Most errors that occur in the memory subsystem are soft errors. A soft error is a randomly
occurring event that causes the data stored in a device to be changed. Because a soft
error is not caused by a problem with the circuit, once the data is corrected, the error
will not recur.
error detection
and correction
The only true protection from memory errors is to use some sort of memory detection or
correction protocol. Some protocols can only detect errors, while others can both detect
and correct memory problems, seamlessly.
parity checking
Parity checking is the most basic form of memory error detection. Although it detects
many errors, it does have some drawbacks. Parity checking can only reliably detect a
single-bit error. In addition, parity checking cannot locate and correct erroneous data.
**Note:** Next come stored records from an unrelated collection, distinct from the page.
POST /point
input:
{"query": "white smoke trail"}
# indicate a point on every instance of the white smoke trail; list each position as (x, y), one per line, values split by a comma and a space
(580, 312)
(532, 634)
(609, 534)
Even if parity checking detects an error, it has no ability to correct the error, and the
server will halt operation.
error checking and
correcting
ECC memory is now standard in all ProLiant servers and significantly reduces the
probability of fatal memory failures. The ECC commonly used in industry-standard
servers is superior to parity checking because this ECC not only detects both single-bit
and multibit errors, but it will actually correct single-bit errors.
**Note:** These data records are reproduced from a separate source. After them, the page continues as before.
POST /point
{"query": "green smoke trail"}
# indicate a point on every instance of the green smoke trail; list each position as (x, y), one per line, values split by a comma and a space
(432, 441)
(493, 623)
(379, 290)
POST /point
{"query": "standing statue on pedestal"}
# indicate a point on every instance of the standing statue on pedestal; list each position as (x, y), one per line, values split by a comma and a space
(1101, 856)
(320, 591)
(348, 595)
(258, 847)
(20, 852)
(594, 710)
Moreover, this ECC will detect (but not correct) errors of two, three, or even four bits.
ECC protected memory systems handle these multibit errors much as parity checking
handles single-bit errors: by generating a nonmaskable interrupt (NMI) that instructs the
system to shut down to avoid data corruption.
potential for system
failures
Research has shown that the number of soft errors increases as memory capacity
increases. Some percentage of these soft errors will be multibit errors that ECC cannot
correct, so the potential for failure in ECC systems also increases as memory capacity
increases. In fact, servers with 1 GB of memory using ECC are protected against memory
failures only about as well as servers with 64 MB of memory using parity checking
(figure 1). With each new generation of servers, memory capacity increases, and so
does the potential for system failures.
3